In the case of a slave, the payment was the standard price of a slave, thirty shekels of silver. See Leviticus 25:44-46; Leviticus 27:3, and the marginal references for the New Testament application of this fact.
But if the ox were wont to push with his horn in time past, and it hath been testified to his owner, and he hath not kept him in, but that he hath killed a man or a woman; the ox shall be stoned, and his owner also shall be put to death.
If there be laid on him a sum of money, then he shall give for the ransom of his life whatsoever is laid upon him.
Whether he have gored a son, or have gored a daughter, according to this judgment shall it be done unto him.
If the ox shall push a manservant or a maidservant; he shall give unto their master thirty shekels of silver, and the ox shall be stoned.
And if a man shall open a pit, or if a man shall dig a pit, and not cover it, and an ox or an ass fall therein;
The usual mode of protecting a well in the East was probably then, as now, by building round it a low circular wall.
The owner of the pit shall make it good, and give money unto the owner of them; and the dead beast shall be his.
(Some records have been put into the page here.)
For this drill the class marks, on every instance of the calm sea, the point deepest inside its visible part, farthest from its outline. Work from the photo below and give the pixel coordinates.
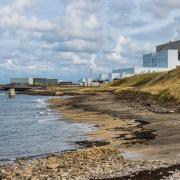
(29, 128)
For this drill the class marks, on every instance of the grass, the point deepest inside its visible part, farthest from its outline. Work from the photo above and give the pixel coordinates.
(163, 87)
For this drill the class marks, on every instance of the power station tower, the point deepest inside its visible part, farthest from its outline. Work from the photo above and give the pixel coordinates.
(90, 74)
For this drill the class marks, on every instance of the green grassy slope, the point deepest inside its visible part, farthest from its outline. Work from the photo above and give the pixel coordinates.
(162, 86)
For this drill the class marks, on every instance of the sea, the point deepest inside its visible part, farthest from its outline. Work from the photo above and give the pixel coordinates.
(29, 128)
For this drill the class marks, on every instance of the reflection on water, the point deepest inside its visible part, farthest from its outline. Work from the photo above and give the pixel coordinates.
(29, 128)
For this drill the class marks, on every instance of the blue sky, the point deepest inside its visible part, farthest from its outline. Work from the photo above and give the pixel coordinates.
(64, 39)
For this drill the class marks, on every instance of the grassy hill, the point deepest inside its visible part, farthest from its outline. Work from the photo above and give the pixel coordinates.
(164, 87)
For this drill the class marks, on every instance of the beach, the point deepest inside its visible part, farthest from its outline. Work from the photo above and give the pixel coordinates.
(128, 142)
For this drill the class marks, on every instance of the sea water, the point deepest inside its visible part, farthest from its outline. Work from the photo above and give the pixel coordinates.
(28, 127)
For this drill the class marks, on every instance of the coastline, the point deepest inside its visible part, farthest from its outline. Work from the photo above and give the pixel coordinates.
(120, 126)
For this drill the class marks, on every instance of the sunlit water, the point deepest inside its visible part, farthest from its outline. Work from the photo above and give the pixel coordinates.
(29, 128)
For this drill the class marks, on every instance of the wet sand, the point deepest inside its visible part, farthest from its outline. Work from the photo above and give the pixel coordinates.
(134, 130)
(130, 142)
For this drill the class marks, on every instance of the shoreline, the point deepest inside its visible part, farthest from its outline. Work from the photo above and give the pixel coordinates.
(120, 127)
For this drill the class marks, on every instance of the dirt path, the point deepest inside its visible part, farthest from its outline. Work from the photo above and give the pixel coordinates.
(141, 134)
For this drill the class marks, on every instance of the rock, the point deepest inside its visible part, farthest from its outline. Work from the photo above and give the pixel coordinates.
(52, 165)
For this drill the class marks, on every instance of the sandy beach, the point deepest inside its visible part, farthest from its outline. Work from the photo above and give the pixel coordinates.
(131, 141)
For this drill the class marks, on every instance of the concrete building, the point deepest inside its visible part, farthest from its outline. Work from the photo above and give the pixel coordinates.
(52, 82)
(40, 81)
(167, 57)
(21, 81)
(162, 59)
(34, 81)
(85, 82)
(103, 77)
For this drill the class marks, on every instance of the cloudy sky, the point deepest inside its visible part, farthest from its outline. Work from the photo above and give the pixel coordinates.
(67, 38)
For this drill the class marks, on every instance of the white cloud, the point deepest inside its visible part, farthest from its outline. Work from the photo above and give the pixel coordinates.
(118, 50)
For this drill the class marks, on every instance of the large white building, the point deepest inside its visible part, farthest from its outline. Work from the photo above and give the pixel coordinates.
(167, 57)
(21, 81)
(163, 59)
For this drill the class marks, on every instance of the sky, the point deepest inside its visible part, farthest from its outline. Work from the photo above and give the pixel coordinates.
(64, 39)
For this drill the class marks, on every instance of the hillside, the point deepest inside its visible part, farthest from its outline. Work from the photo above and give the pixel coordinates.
(164, 87)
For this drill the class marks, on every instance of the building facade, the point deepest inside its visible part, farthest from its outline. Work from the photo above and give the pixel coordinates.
(34, 81)
(21, 81)
(162, 59)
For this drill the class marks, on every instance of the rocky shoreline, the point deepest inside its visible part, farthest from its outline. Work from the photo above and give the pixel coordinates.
(120, 126)
(93, 163)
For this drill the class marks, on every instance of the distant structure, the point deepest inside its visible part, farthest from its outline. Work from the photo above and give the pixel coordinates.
(21, 81)
(166, 57)
(12, 93)
(33, 82)
(67, 83)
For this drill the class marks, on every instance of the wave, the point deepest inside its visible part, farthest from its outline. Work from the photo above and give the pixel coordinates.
(2, 94)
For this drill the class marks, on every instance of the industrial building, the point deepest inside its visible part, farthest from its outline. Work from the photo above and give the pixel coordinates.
(34, 81)
(103, 77)
(167, 57)
(21, 81)
(85, 82)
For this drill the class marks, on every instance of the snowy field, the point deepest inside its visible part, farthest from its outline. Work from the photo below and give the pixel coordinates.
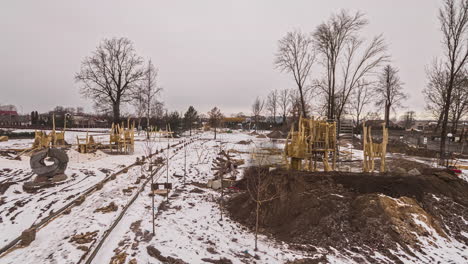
(188, 227)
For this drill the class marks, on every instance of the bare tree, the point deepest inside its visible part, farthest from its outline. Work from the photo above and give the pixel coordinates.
(189, 117)
(148, 91)
(330, 39)
(262, 189)
(272, 103)
(215, 118)
(296, 56)
(435, 92)
(110, 74)
(389, 91)
(408, 119)
(257, 108)
(284, 103)
(453, 17)
(356, 68)
(362, 96)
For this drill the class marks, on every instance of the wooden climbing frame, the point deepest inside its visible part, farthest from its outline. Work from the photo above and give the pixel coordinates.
(122, 139)
(373, 150)
(314, 140)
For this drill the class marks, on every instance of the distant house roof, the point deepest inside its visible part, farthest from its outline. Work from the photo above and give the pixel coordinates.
(4, 113)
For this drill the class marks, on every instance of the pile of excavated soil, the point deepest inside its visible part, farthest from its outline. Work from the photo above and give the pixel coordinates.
(355, 212)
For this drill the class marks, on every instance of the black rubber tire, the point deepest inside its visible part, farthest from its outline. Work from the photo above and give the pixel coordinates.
(58, 156)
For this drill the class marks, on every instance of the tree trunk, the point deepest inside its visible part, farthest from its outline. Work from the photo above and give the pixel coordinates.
(147, 128)
(304, 113)
(116, 110)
And if one man's ox hurt another's, that he die; then they shall sell the live ox, and divide the money of it; and the dead ox also they shall divide.
The dead ox in this case, as well as in the preceding one, must have been worth no more than the price of the hide, as the flesh could not be eaten. See Leviticus 17:1-6.
Or if it be known that the ox hath used to push in time past, and his owner hath not kept him in; he shall surely pay ox for ox; and the dead shall be his own.